KYOTOGRAPHIEの期間中、京都新聞社本社ではほかのクロニクル作品や制作プロセスの展示が行われた。ちなみに、JRのモノクロ作品には、「写真を始めたころにお金がなかったから。でも、街にはカラーの広告ばかりだから逆に目立って、それ以来自分のスタイルにした」という背景がある。
完成した京都の縮図を前に、「クロニクルは“街の鏡”なんだ。カルチャーもルーツも違う人が同じ街にいて、一緒に暮らしていく。そんな象徴として見てもらえたら」とJR。いずれは市内の別の場所で常設展示されることを願っているという。

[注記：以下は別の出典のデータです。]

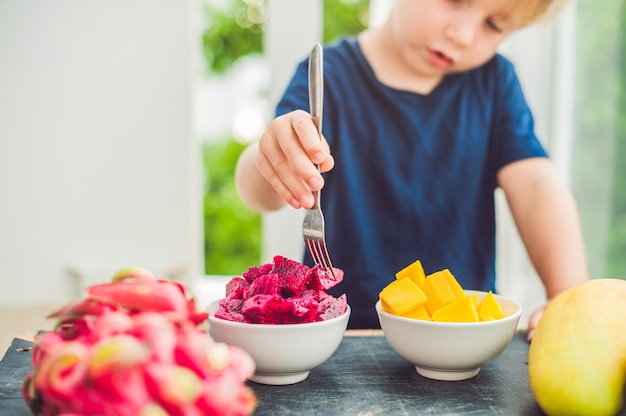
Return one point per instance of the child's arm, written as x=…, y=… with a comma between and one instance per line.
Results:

大作をつくるには、膨大な時間と労力、そしてコストもかかる。もちろん支援者がいるが、JRは世界中どこのプロジェクトでも、スポンサーの名前を出さないことを徹底している。ゲリラ的な作品も、ほとんどはその地にインスパイアされ、写真を撮っていくうちに「この場所を使わないか?」と声がかかるのだという。それこそがアートであり、アーティストの魅力なのだろう。

JR◎アーティスト。1983年、フランス生まれ。パリとニューヨークを拠点に活動。写真、ストリートアート、映像で社会的関与を織り交ぜた作品を制作。世界各地のスラム街、多数の公共施設で、サイトスペシフィックな作品を次々と展開する。